Thirty-five years ago this Tuesday, the U.S. Supreme Court handed down a decision that produced this provocative paradox: a moderately pro-life nation with the most anti-life abortion law in the West.
Few court decisions have had as broad an impact on American life as Roe vs. Wade, which subsequent courts have interpreted as having discovered a constitutional right to abortion for any reason and at any time during pregnancy. Since Roe, at least 50 million abortions (equal to the combined populations of 25 states) have been performed, and its demographic repercussions continue to shape voting patterns and are a driving force behind America’s fast-approaching entitlements crisis.
No other court decision looms as conspicuously over the 2008 presidential campaign. And for good reason. Consider that when George W. Bush took office on January 20, 2001, three of the Supreme Court’s nine justices were 69 years old or older. On inauguration day 2009, six justices, including all five of the court’s left-leaning members, will be age 69 or older. Most legal scholars believe the court is just one vote shy of overturning Roe, and many believe the next president may make as many as three appointments to the court.
All these numbers help explain why presidential candidates are compelled to pledge allegiance to the type of judges — either “pro-Roe” or “anti-Roe” — they would nominate to the court.
Yet, despite the prominent role Roe continues to play in American life, the public remains shockingly uninformed about what Roe means and what would happen if it were overturned. To many Americans, Roe is simply a synonym for abortion rights, and that if one supports even a limited right to abortion, one must also support Roe. A recent poll by the Real Women’s Voices coalition found that while 65 percent of Americans said they are familiar with Roe, only 29 percent could select an accurate description of the ruling.
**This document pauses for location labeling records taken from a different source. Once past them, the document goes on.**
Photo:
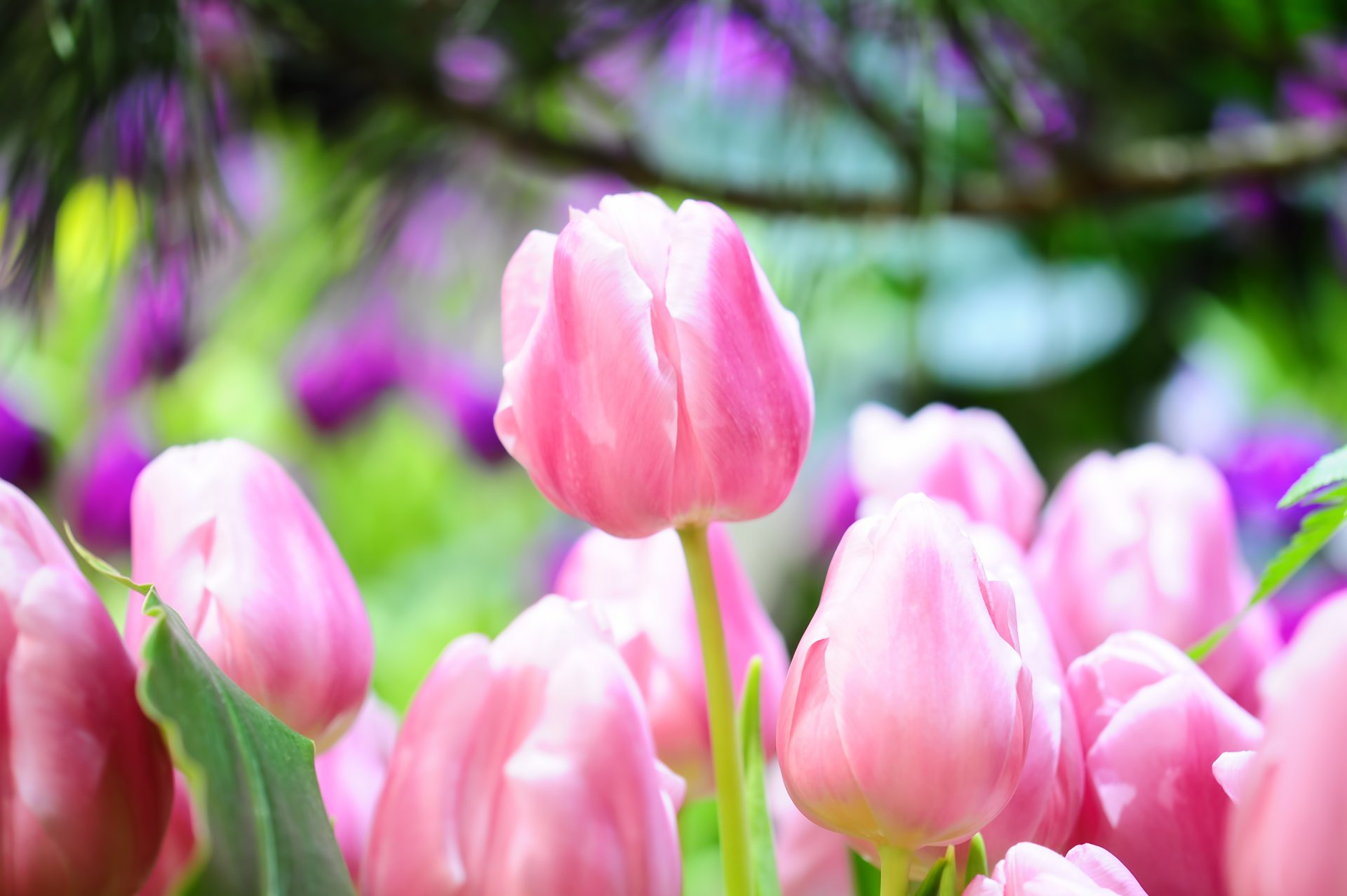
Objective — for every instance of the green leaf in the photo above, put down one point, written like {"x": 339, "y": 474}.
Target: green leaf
{"x": 1315, "y": 531}
{"x": 262, "y": 828}
{"x": 765, "y": 881}
{"x": 1331, "y": 469}
{"x": 977, "y": 862}
{"x": 931, "y": 884}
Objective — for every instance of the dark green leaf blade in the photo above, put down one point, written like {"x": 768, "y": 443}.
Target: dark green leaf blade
{"x": 765, "y": 881}
{"x": 1315, "y": 531}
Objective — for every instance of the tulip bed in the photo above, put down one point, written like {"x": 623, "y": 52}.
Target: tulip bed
{"x": 986, "y": 701}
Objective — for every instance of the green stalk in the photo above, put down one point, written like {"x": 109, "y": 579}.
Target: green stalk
{"x": 893, "y": 871}
{"x": 720, "y": 701}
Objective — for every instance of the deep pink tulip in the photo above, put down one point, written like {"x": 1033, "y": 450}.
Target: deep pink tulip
{"x": 1031, "y": 869}
{"x": 86, "y": 777}
{"x": 652, "y": 377}
{"x": 907, "y": 710}
{"x": 1288, "y": 830}
{"x": 527, "y": 767}
{"x": 644, "y": 591}
{"x": 970, "y": 458}
{"x": 810, "y": 860}
{"x": 235, "y": 547}
{"x": 1145, "y": 541}
{"x": 1152, "y": 726}
{"x": 1047, "y": 802}
{"x": 351, "y": 777}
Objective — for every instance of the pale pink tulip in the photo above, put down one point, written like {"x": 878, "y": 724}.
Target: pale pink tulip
{"x": 1031, "y": 869}
{"x": 235, "y": 547}
{"x": 525, "y": 767}
{"x": 86, "y": 777}
{"x": 1152, "y": 726}
{"x": 907, "y": 710}
{"x": 810, "y": 860}
{"x": 645, "y": 593}
{"x": 652, "y": 377}
{"x": 351, "y": 777}
{"x": 970, "y": 458}
{"x": 1288, "y": 830}
{"x": 1145, "y": 541}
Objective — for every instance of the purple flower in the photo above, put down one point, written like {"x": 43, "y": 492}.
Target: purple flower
{"x": 462, "y": 395}
{"x": 98, "y": 492}
{"x": 1265, "y": 462}
{"x": 345, "y": 372}
{"x": 25, "y": 457}
{"x": 152, "y": 342}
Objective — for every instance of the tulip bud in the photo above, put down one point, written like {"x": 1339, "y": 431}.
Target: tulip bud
{"x": 1146, "y": 541}
{"x": 88, "y": 775}
{"x": 1152, "y": 726}
{"x": 810, "y": 860}
{"x": 652, "y": 377}
{"x": 235, "y": 547}
{"x": 645, "y": 593}
{"x": 907, "y": 710}
{"x": 1288, "y": 829}
{"x": 351, "y": 777}
{"x": 1029, "y": 869}
{"x": 540, "y": 733}
{"x": 970, "y": 458}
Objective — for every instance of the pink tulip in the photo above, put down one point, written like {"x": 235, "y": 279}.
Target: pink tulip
{"x": 1288, "y": 830}
{"x": 1047, "y": 802}
{"x": 1146, "y": 541}
{"x": 351, "y": 777}
{"x": 645, "y": 593}
{"x": 527, "y": 767}
{"x": 1029, "y": 869}
{"x": 1152, "y": 726}
{"x": 907, "y": 710}
{"x": 86, "y": 780}
{"x": 970, "y": 458}
{"x": 235, "y": 547}
{"x": 810, "y": 860}
{"x": 652, "y": 377}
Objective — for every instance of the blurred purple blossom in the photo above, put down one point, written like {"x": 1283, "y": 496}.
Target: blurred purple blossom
{"x": 25, "y": 452}
{"x": 152, "y": 341}
{"x": 344, "y": 372}
{"x": 462, "y": 395}
{"x": 473, "y": 67}
{"x": 98, "y": 492}
{"x": 1265, "y": 462}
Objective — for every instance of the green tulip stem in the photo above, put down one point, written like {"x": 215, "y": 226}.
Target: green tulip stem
{"x": 893, "y": 871}
{"x": 720, "y": 701}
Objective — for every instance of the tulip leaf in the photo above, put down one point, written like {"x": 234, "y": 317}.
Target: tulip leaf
{"x": 977, "y": 862}
{"x": 1315, "y": 531}
{"x": 260, "y": 824}
{"x": 765, "y": 881}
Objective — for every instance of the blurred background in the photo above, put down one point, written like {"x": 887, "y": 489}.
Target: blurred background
{"x": 287, "y": 220}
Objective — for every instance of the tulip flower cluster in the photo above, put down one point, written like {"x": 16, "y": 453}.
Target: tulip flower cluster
{"x": 985, "y": 682}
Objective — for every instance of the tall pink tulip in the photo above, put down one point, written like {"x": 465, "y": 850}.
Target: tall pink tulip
{"x": 235, "y": 547}
{"x": 652, "y": 377}
{"x": 525, "y": 767}
{"x": 1146, "y": 541}
{"x": 1288, "y": 831}
{"x": 1153, "y": 724}
{"x": 970, "y": 458}
{"x": 810, "y": 860}
{"x": 1029, "y": 869}
{"x": 907, "y": 710}
{"x": 86, "y": 777}
{"x": 1047, "y": 802}
{"x": 351, "y": 777}
{"x": 644, "y": 589}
Last May, the Judicial Confirmation Network and the Ethics and Public Policy Center commissioned a national survey of registered voters that attempted to measure precisely what the public knows about Roe. When respondents were asked a generic question about whether or not they wanted Roe overturned, a majority (55 percent) said “no,” and only 34 percent supported overturning Roe. But when respondents were told what Roe means — that it prohibits states from limiting abortion during the first six months of pregnancy, and that if Roe were overturned, states could pass laws that would permit abortion — the share that opposed reversing Roe dropped seven points, to 48 percent. Meanwhile, the portion that supported overturning Roe jumped nine points, to 43 percent. Overall, that’s a 16 point swing.
Notably, the survey actually understates how extreme Roe is. Surveyors didn’t explain that the “health” exception to late term prohibitions is so expansive that abortion is effectively available for any reason through all nine months of pregnancy, a rule polls show the vast majority of Americans oppose.
An equally damaging myth about Roe is that if it were overturned, abortion would be outlawed. Period. Abortion advocates promote this myth in order to convince voters of the imperativeness of electing pro-Roe candidates.
Even some pro-lifers seem to have accepted this notion when they state that their ultimate goal is the reversal of Roe v. Wade. “If we can just get one more pro-life justice on the Supreme Court,” they insist, “then Roe will be overturned and abortion will be a thing of the past.”
The truth, however, is that Roe’s reversal would not end the abortion wars. Rather, it would mark the beginning of a battle to which the last 35 years has been prelude. The day after Roe’s reversal, abortion policy would revert back to the states, which, as author Jeffrey Rosen has written: “would ignite one of the most explosive political battles since the civil rights movement, if not the Civil War.”
In the aftermath of Roe’s demise, some states would ban or severely restrict abortion. A bigger group of more populous states, mostly along the coasts, would most likely pass laws guaranteeing the same access to abortion they have now. In the end, as Gerald Rosenberg, a University of Chicago professor who studies state abortion laws, recently said, “My guess is that no more than a dozen states could sustain a total abortion ban, and these are principally states where few abortions are performed today.”
So, what would a post-Roe America look like? According to Nancy Northup of the Center for Reproductive Rights: “I can imagine a fifty-front war going on for the next thirty years.”
Of course, pro-lifers do not believe that the protection of innocent human life should ultimately be left to the states. We fought a civil war over the conviction that some issues are too fundamental to be decided state by state. Just as slavery was an assault on human dignity, the slaughter of millions of unborn children is an assault on a natural human right that exists prior to, and regardless of, the whims of a majority.
America’s fundamental commitment to the right to life is made clear in both the second paragraph of the Declaration of Independence (We hold these truths…) and the 14th Amendment to the U.S. Constitution (no state shall, “deprive any person of life, liberty, or property, without due process of law”).
Does this mean overturning Roe v. Wade should not remain a top priority for pro-lifers? Absolutely not. Overturning Roe is crucial because it would allow a real discussion about abortion to take place, and that’s a discussion pro-lifers can win. But in order for that discussion to begin, pro-lifers must first dispel the myths about Roe.